Sobald er es merkte, fühlte er sich vom größten Unglück betroffen und leider befiel ihn dieses Unheil nicht allein: seine häuslichen Angelegenheiten fingen an äußerst schlimm zu werden. Er hatte sich dabey den Vorwurf zu machen, daß er von früher Jugend an sein Vermögen als eine unerschöpfliche Quelle angesehen, daß er seine Handelsangelegenheiten versäumt, um auf Reisen und in der großen Welt eine vornehmere und reichere Figur zu spielen, als ihm seine Geburt und sein Einkommen gestatteten. Die Prozesse, auf die er seine Hoffnung setzte, gingen langsam und waren kostspielig.
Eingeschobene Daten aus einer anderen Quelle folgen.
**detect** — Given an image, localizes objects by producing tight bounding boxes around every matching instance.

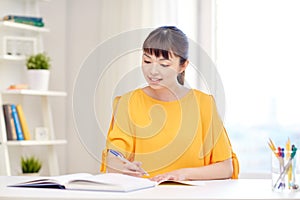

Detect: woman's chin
[149,84,163,90]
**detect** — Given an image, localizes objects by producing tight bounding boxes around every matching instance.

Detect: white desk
[0,176,300,200]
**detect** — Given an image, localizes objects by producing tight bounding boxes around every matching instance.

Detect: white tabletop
[0,176,300,200]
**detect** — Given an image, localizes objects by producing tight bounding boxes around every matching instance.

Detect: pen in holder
[271,142,300,192]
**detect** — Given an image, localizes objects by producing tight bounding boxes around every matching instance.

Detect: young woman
[101,26,239,181]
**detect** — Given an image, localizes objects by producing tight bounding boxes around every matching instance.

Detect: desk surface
[0,176,300,200]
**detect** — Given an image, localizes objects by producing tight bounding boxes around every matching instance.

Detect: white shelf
[0,21,49,32]
[0,55,26,61]
[6,140,67,146]
[2,89,67,96]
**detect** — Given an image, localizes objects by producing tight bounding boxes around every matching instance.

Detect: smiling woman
[216,0,300,177]
[101,26,239,181]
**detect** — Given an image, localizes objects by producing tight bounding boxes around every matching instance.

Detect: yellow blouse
[101,89,239,178]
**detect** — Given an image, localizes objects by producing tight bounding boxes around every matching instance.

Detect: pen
[108,149,149,176]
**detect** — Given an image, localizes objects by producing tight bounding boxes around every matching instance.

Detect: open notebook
[8,173,204,192]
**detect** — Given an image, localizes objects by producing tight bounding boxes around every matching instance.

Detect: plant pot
[27,69,50,90]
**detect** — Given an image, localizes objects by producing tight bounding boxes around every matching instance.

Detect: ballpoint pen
[273,147,297,188]
[108,149,149,176]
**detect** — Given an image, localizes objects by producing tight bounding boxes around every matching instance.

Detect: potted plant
[26,53,51,90]
[21,156,42,175]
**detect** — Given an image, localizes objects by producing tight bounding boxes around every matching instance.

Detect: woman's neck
[143,86,189,102]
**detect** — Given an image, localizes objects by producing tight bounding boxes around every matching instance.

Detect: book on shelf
[16,104,31,140]
[3,15,43,22]
[8,173,201,192]
[3,15,44,27]
[2,104,17,140]
[10,104,24,140]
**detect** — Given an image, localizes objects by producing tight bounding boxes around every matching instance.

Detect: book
[16,104,31,140]
[3,15,44,27]
[8,173,200,192]
[10,104,24,140]
[3,15,43,22]
[9,19,44,27]
[2,104,17,140]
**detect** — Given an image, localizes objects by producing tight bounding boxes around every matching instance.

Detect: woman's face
[142,52,183,89]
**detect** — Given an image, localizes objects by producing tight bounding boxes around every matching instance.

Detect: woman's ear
[179,60,190,73]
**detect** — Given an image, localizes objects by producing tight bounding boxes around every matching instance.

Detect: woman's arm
[152,158,233,181]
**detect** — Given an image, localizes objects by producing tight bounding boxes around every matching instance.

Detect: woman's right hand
[106,153,145,177]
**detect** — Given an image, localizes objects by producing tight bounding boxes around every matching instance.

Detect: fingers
[151,173,185,182]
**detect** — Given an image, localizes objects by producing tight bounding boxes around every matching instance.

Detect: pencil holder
[271,151,300,192]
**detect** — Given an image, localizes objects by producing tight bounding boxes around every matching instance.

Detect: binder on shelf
[11,104,24,140]
[16,104,31,140]
[2,104,17,140]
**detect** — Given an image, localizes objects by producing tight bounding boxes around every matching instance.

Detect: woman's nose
[150,63,158,74]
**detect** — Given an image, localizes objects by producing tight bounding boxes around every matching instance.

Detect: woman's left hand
[151,172,185,182]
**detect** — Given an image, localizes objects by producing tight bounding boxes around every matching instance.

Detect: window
[216,0,300,176]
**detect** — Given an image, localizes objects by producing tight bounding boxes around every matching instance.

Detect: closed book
[3,15,43,22]
[2,104,17,140]
[16,104,31,140]
[10,19,44,27]
[8,173,203,192]
[11,104,24,140]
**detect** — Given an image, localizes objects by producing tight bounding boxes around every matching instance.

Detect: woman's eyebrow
[144,53,151,58]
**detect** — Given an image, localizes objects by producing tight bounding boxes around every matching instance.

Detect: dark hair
[143,26,189,85]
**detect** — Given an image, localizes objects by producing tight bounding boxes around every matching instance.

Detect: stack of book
[2,104,31,140]
[3,15,44,27]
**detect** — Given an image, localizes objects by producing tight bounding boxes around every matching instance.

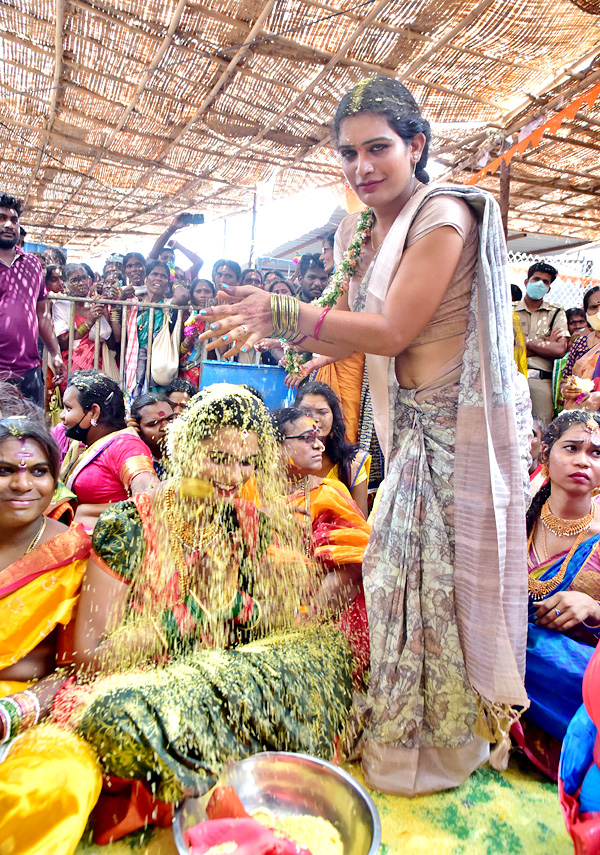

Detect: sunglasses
[285,428,319,445]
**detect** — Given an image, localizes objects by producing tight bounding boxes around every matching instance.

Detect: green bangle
[1,697,21,739]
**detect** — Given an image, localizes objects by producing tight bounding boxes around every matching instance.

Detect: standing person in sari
[173,279,215,390]
[0,417,101,855]
[52,264,121,382]
[560,285,600,410]
[513,410,600,780]
[60,369,159,531]
[128,392,177,481]
[119,261,180,398]
[196,78,530,795]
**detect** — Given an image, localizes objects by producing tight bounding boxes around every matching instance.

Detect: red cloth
[206,787,250,819]
[93,777,173,845]
[558,779,600,855]
[185,819,312,855]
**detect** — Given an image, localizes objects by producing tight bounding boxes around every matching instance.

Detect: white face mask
[585,312,600,332]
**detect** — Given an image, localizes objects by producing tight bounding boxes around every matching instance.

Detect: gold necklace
[540,501,596,537]
[165,487,220,549]
[527,526,587,601]
[24,517,47,555]
[164,487,220,604]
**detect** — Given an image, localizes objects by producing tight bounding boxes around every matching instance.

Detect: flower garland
[282,208,375,376]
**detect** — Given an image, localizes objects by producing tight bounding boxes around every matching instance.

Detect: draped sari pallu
[525,534,600,740]
[348,181,528,795]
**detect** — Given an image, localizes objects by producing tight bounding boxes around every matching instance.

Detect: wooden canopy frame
[0,0,600,252]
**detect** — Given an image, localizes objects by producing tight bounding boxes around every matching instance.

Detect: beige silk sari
[349,185,528,795]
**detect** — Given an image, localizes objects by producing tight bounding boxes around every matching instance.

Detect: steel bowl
[173,751,381,855]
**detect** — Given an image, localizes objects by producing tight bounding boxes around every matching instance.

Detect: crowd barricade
[42,294,206,389]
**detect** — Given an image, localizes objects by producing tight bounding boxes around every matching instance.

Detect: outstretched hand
[535,591,600,632]
[200,285,273,359]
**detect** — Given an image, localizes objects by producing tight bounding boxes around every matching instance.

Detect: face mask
[527,279,548,300]
[585,312,600,332]
[65,413,90,445]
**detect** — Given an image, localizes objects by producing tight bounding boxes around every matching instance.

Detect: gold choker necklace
[540,501,596,537]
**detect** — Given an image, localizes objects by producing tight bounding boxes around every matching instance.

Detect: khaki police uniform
[513,298,569,424]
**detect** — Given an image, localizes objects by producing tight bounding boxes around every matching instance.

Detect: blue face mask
[527,279,548,300]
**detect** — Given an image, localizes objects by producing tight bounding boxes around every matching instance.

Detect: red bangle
[313,306,332,341]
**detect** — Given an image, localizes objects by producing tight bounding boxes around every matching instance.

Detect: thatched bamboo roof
[0,0,600,251]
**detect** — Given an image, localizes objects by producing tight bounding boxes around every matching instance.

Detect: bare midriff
[0,630,56,683]
[75,502,111,529]
[396,333,465,389]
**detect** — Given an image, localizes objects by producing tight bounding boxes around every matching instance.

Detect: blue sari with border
[525,534,600,740]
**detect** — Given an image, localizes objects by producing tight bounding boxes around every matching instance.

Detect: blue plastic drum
[200,359,295,410]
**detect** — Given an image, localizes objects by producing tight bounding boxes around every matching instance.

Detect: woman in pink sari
[60,369,159,530]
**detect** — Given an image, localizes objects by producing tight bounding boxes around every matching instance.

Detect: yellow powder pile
[252,808,344,855]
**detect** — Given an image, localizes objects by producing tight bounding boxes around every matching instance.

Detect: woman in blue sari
[513,410,600,779]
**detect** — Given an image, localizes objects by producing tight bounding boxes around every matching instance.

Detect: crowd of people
[0,78,600,853]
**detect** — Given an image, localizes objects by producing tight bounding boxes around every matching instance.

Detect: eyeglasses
[285,429,320,445]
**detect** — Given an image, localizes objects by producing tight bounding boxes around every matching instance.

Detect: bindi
[15,439,33,469]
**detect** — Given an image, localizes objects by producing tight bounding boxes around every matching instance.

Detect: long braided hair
[526,410,594,534]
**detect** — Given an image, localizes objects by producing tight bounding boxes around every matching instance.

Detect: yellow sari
[0,523,102,855]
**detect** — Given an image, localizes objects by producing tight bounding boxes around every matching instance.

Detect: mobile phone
[181,213,204,226]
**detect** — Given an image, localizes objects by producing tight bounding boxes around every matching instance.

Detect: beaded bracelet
[0,696,21,742]
[271,294,300,341]
[14,689,40,730]
[313,306,333,341]
[0,701,12,745]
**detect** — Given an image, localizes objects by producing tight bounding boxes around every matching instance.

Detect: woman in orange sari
[0,417,101,855]
[273,407,371,682]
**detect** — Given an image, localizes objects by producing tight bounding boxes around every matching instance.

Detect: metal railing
[43,294,199,389]
[42,293,260,396]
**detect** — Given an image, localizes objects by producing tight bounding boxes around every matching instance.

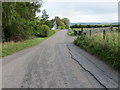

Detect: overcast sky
[37,0,119,22]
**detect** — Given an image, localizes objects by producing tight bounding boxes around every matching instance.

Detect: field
[74,30,120,69]
[0,30,56,57]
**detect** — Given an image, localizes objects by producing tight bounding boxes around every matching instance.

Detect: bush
[36,25,50,37]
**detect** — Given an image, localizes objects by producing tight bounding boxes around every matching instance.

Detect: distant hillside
[70,22,118,26]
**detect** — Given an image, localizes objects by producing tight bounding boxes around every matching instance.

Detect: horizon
[36,0,118,23]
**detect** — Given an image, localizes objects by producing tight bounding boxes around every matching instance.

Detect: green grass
[74,32,120,69]
[0,30,57,57]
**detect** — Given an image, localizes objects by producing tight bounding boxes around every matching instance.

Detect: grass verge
[74,33,120,69]
[0,30,57,57]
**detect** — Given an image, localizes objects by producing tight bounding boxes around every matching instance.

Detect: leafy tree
[45,20,53,29]
[2,2,41,41]
[61,18,70,29]
[40,10,49,25]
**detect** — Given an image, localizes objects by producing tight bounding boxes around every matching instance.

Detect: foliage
[61,18,70,29]
[37,25,50,37]
[2,2,41,41]
[70,24,119,28]
[67,29,74,36]
[0,30,56,57]
[40,10,49,25]
[74,32,120,69]
[0,38,46,57]
[54,16,65,29]
[45,20,53,29]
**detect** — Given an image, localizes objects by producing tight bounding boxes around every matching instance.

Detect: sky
[37,0,119,23]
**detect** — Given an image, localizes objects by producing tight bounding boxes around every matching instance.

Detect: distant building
[52,21,57,30]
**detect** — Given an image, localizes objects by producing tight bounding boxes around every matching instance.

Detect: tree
[54,16,65,29]
[61,18,70,29]
[40,10,49,25]
[2,2,41,41]
[45,20,53,29]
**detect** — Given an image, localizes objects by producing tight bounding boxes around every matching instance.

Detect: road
[2,30,118,89]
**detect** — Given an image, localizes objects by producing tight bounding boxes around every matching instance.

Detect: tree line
[2,2,69,42]
[70,24,120,28]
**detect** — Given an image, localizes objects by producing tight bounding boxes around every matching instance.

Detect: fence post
[103,30,106,40]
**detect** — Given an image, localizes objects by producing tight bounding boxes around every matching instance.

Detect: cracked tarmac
[2,30,118,89]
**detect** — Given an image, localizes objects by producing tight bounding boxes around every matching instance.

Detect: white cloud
[44,0,119,2]
[38,0,118,22]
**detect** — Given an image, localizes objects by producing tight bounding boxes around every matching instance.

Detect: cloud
[39,0,118,22]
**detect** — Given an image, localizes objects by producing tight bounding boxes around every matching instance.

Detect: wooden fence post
[103,30,106,40]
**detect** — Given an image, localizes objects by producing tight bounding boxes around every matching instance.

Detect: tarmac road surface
[2,30,118,89]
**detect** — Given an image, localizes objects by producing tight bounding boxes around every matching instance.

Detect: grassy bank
[74,32,120,69]
[0,30,56,57]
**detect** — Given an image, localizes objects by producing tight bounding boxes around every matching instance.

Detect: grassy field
[0,30,56,57]
[74,32,120,69]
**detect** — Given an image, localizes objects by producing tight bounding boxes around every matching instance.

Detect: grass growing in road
[0,30,56,57]
[74,32,120,69]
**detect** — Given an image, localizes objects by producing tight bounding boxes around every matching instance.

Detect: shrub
[36,25,50,37]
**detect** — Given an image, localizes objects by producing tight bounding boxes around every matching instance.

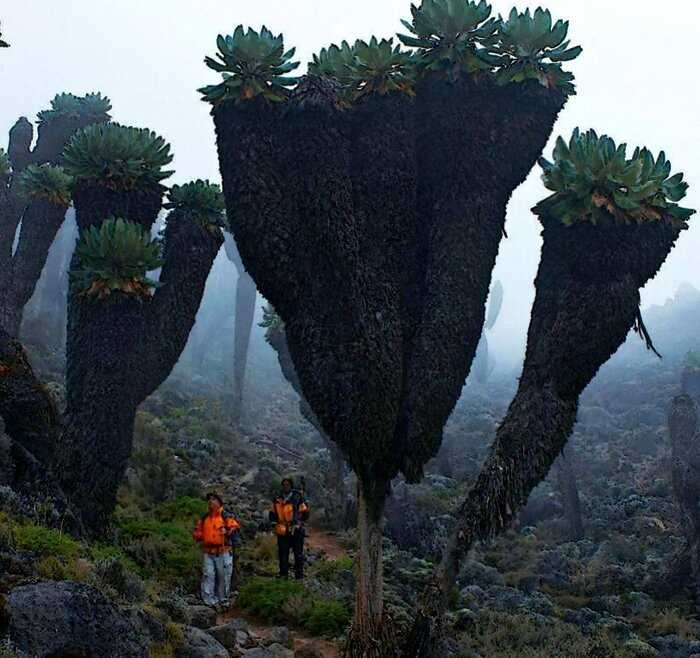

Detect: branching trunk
[555,450,584,541]
[224,234,257,422]
[60,201,223,533]
[404,218,679,658]
[668,394,700,607]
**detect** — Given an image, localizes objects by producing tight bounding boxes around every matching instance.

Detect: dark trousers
[277,528,304,580]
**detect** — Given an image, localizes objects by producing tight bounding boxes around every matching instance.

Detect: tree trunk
[404,217,680,658]
[345,481,397,658]
[59,197,223,534]
[554,450,584,541]
[668,394,700,610]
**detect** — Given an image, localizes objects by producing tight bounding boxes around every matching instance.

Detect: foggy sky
[0,0,700,364]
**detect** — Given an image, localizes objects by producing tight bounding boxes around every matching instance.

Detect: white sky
[0,0,700,358]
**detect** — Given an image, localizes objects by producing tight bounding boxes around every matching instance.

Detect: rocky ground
[0,290,700,658]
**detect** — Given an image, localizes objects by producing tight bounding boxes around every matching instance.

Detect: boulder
[175,626,229,658]
[5,581,151,658]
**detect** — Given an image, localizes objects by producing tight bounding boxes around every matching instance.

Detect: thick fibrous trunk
[668,395,700,606]
[402,76,565,481]
[404,218,679,658]
[0,117,108,336]
[555,450,583,541]
[0,327,61,465]
[224,234,258,421]
[345,482,396,658]
[61,197,223,532]
[0,201,68,336]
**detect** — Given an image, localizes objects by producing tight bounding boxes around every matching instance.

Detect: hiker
[193,492,241,606]
[270,478,309,580]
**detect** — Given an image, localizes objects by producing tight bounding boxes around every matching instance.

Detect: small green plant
[71,218,163,299]
[533,128,695,228]
[63,123,173,190]
[37,93,112,123]
[14,523,83,558]
[0,149,12,178]
[163,180,226,227]
[238,578,304,623]
[258,304,284,333]
[494,7,582,94]
[398,0,500,79]
[18,164,73,206]
[349,37,415,100]
[303,600,350,637]
[199,25,299,105]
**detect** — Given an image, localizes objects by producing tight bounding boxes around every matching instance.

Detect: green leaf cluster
[398,0,500,78]
[37,92,112,124]
[17,164,73,207]
[0,149,12,178]
[71,217,163,299]
[534,129,695,227]
[494,7,582,94]
[258,304,284,333]
[163,179,226,227]
[309,37,416,101]
[199,25,299,105]
[63,123,173,190]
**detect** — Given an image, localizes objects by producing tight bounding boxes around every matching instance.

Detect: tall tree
[404,130,693,658]
[668,394,700,606]
[261,306,351,529]
[202,1,580,656]
[224,233,258,421]
[0,94,111,336]
[59,124,223,532]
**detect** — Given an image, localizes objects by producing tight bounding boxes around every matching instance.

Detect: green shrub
[15,523,83,558]
[303,600,350,637]
[238,578,304,623]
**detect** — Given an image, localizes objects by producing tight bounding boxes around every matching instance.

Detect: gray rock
[187,605,216,630]
[175,626,229,658]
[6,581,152,658]
[207,619,249,649]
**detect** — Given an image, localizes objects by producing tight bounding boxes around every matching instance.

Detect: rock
[175,626,229,658]
[5,581,152,658]
[186,605,216,630]
[264,626,292,648]
[207,619,250,649]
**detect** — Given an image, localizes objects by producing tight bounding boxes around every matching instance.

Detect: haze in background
[0,0,700,363]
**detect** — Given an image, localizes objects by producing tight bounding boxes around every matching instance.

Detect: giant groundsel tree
[0,93,111,336]
[202,0,578,656]
[60,124,223,532]
[405,130,694,657]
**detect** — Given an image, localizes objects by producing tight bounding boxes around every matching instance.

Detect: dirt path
[306,528,347,560]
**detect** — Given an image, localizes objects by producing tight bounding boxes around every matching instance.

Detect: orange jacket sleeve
[192,519,204,541]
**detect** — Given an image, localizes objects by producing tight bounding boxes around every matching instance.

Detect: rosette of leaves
[17,164,73,206]
[309,41,355,88]
[199,25,299,105]
[63,123,173,190]
[37,92,112,123]
[494,7,582,94]
[534,128,695,228]
[163,179,226,229]
[398,0,500,78]
[349,37,416,100]
[71,217,163,299]
[0,149,12,178]
[258,304,284,333]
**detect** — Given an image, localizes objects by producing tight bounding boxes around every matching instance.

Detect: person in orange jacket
[193,492,241,606]
[270,478,309,580]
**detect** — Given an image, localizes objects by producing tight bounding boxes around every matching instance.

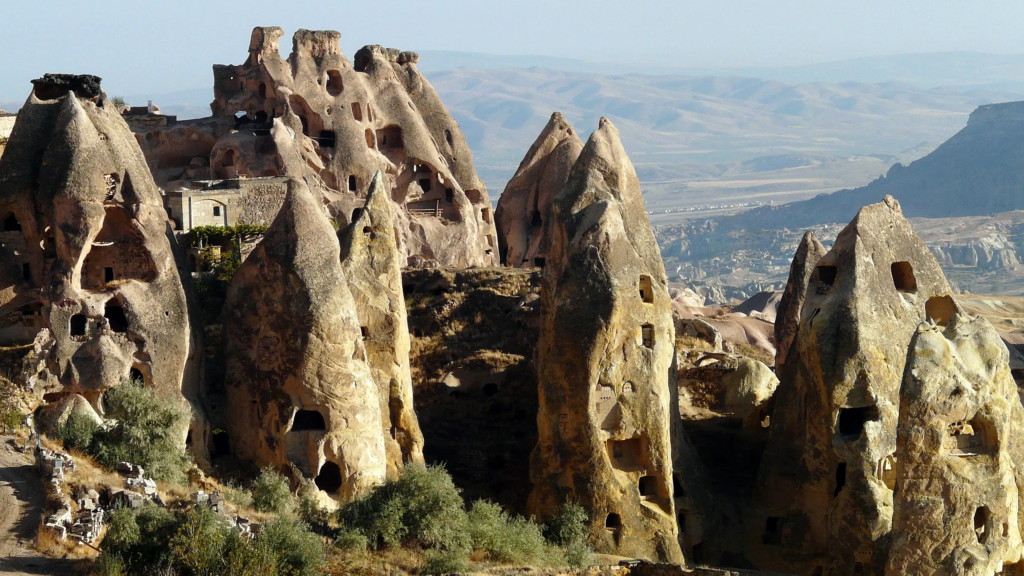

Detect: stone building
[884,313,1024,576]
[495,112,583,268]
[223,179,387,501]
[130,27,499,268]
[746,197,953,575]
[528,119,683,563]
[0,75,198,407]
[339,172,423,478]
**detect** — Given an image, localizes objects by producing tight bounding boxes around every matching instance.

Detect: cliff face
[133,27,498,268]
[748,197,955,575]
[720,102,1024,230]
[223,180,387,501]
[529,119,682,563]
[0,75,196,407]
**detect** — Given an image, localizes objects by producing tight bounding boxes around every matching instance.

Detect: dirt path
[0,436,81,576]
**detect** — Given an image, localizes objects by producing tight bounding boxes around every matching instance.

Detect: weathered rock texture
[495,112,583,268]
[223,180,386,501]
[748,197,953,574]
[529,119,683,563]
[139,27,499,266]
[886,314,1024,576]
[0,75,194,407]
[340,172,423,477]
[775,232,825,374]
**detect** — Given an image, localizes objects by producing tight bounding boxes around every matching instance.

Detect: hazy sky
[0,0,1024,101]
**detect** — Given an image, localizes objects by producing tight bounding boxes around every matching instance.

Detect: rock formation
[528,119,683,563]
[495,112,583,268]
[340,172,423,477]
[775,232,825,374]
[139,27,499,268]
[223,180,386,501]
[746,197,954,575]
[885,311,1024,576]
[0,75,195,411]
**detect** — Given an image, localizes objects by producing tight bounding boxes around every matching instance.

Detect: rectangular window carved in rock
[640,275,654,304]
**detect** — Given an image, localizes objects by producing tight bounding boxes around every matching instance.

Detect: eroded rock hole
[925,296,956,326]
[974,506,988,544]
[890,262,918,292]
[313,460,342,494]
[103,302,128,334]
[291,410,327,431]
[833,462,846,498]
[640,275,654,304]
[837,406,879,439]
[70,314,89,336]
[3,212,22,232]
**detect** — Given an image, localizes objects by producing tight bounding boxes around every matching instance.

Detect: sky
[0,0,1024,101]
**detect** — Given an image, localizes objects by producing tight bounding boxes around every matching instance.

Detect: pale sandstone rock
[139,27,499,268]
[0,75,193,407]
[495,112,583,268]
[884,314,1024,576]
[223,180,387,501]
[528,119,683,563]
[340,172,423,477]
[746,197,955,575]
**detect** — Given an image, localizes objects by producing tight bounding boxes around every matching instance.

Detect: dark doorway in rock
[891,262,918,292]
[3,212,22,232]
[833,462,846,497]
[837,406,879,439]
[814,265,839,286]
[210,429,231,458]
[313,460,342,494]
[292,410,327,431]
[103,302,128,334]
[974,506,989,544]
[316,130,338,148]
[71,314,88,336]
[604,512,623,530]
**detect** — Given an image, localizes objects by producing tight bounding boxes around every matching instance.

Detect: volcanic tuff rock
[0,75,192,407]
[495,112,583,268]
[139,27,499,268]
[223,180,386,501]
[746,197,955,574]
[886,314,1024,576]
[340,172,423,477]
[529,118,683,563]
[775,232,825,374]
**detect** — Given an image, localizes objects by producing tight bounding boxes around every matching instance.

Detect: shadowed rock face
[223,180,386,501]
[885,314,1024,576]
[0,75,195,410]
[528,119,683,563]
[340,172,423,477]
[140,27,499,268]
[495,112,583,268]
[746,197,955,574]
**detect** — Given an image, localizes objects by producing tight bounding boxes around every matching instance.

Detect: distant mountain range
[719,101,1024,231]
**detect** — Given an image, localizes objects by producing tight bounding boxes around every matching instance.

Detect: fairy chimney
[495,112,583,269]
[223,179,386,501]
[528,119,683,563]
[340,168,423,478]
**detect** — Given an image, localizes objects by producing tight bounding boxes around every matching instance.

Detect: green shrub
[544,502,590,546]
[57,412,99,452]
[420,550,467,576]
[258,519,327,576]
[250,467,295,516]
[468,500,546,564]
[339,459,470,556]
[88,380,189,484]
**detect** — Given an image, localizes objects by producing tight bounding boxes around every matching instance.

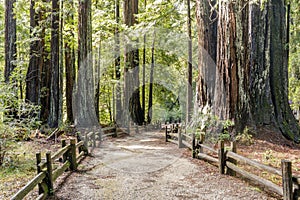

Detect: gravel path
[52,132,275,200]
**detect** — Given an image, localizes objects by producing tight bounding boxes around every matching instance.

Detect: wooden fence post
[165,125,168,142]
[281,160,293,200]
[84,132,89,148]
[92,132,96,148]
[199,133,205,153]
[218,141,225,174]
[178,128,184,148]
[227,141,237,176]
[35,152,43,194]
[69,139,77,171]
[61,139,68,163]
[113,126,118,137]
[192,133,196,158]
[98,130,103,147]
[46,152,54,196]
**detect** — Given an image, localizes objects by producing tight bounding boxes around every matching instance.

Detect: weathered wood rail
[11,127,117,200]
[165,127,300,200]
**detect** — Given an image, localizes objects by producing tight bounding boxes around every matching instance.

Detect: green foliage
[0,80,40,166]
[186,108,234,144]
[235,127,254,145]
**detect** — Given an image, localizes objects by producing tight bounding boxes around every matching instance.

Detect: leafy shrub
[235,127,254,146]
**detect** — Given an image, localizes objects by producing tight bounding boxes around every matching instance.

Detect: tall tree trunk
[48,0,60,127]
[38,0,52,123]
[95,41,101,122]
[147,32,155,124]
[199,0,300,142]
[196,0,217,110]
[185,0,193,123]
[124,0,144,125]
[4,0,17,83]
[58,0,65,126]
[65,0,75,123]
[115,0,122,122]
[73,0,99,128]
[25,0,42,105]
[142,0,149,120]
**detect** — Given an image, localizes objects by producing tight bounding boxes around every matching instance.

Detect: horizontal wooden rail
[199,144,218,153]
[53,161,71,181]
[76,151,85,160]
[182,140,193,149]
[226,162,283,195]
[198,153,219,163]
[76,141,84,148]
[168,139,178,144]
[11,172,46,200]
[51,145,71,161]
[101,127,116,132]
[227,151,282,176]
[165,126,300,200]
[182,133,193,140]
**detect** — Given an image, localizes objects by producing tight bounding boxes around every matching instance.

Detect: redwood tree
[25,0,43,105]
[124,0,144,125]
[197,0,300,142]
[4,0,17,83]
[73,0,99,128]
[65,0,75,123]
[48,0,60,127]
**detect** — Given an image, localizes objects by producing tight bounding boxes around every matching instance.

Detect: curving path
[52,132,275,200]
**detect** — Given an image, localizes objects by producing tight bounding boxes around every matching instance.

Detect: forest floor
[0,126,300,200]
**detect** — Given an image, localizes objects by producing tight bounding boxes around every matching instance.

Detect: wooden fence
[165,126,300,200]
[11,127,117,200]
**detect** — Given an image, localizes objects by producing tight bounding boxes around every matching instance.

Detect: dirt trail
[52,132,275,200]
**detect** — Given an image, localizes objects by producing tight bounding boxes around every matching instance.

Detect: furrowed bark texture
[197,0,300,142]
[73,0,99,128]
[4,0,17,83]
[124,0,144,125]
Er mußte deshalb einigemal nach Palermo und während seiner letzten Reise machte das kluge Mädchen verschiedene Einrichtungen, um ihrer Haushaltung eine andere Wendung zu geben, und ihn nach und nach von sich zu entfernen. Er kam zurück, und fand sie in einer andern Wohnung, entfernt von der seinigen, und sah den Markese von S. der damals auf die öffentlichen Lustbarkeiten und Schauspiele großen Einfluß hatte, vertraulich bey ihr aus und eingehen. Dieß überwältigte ihn, und er fiel in eine schwere Krankheit. Als die Nachricht davon zu seiner Freundin gelangte, eilte sie zu ihm, sorgte für ihn, richtete seine Aufwartung ein, und als ihr nicht verborgen blieb, daß seine Casse

Empfohlene Zitierweise:
Johann Wolfgang von Goethe: Unterhaltungen deutscher Ausgewanderten. In: Die Horen 1795, Band 1–4. Cotta, Tübingen 1795, Seite 2-6. Digitale Volltext-Ausgabe bei Wikisource, URL: https://de.wikisource.org/w/index.php?title=Seite:Schiller_Die_Horen_1-1795.pdf/122&oldid=- (Version vom 1.8.2018)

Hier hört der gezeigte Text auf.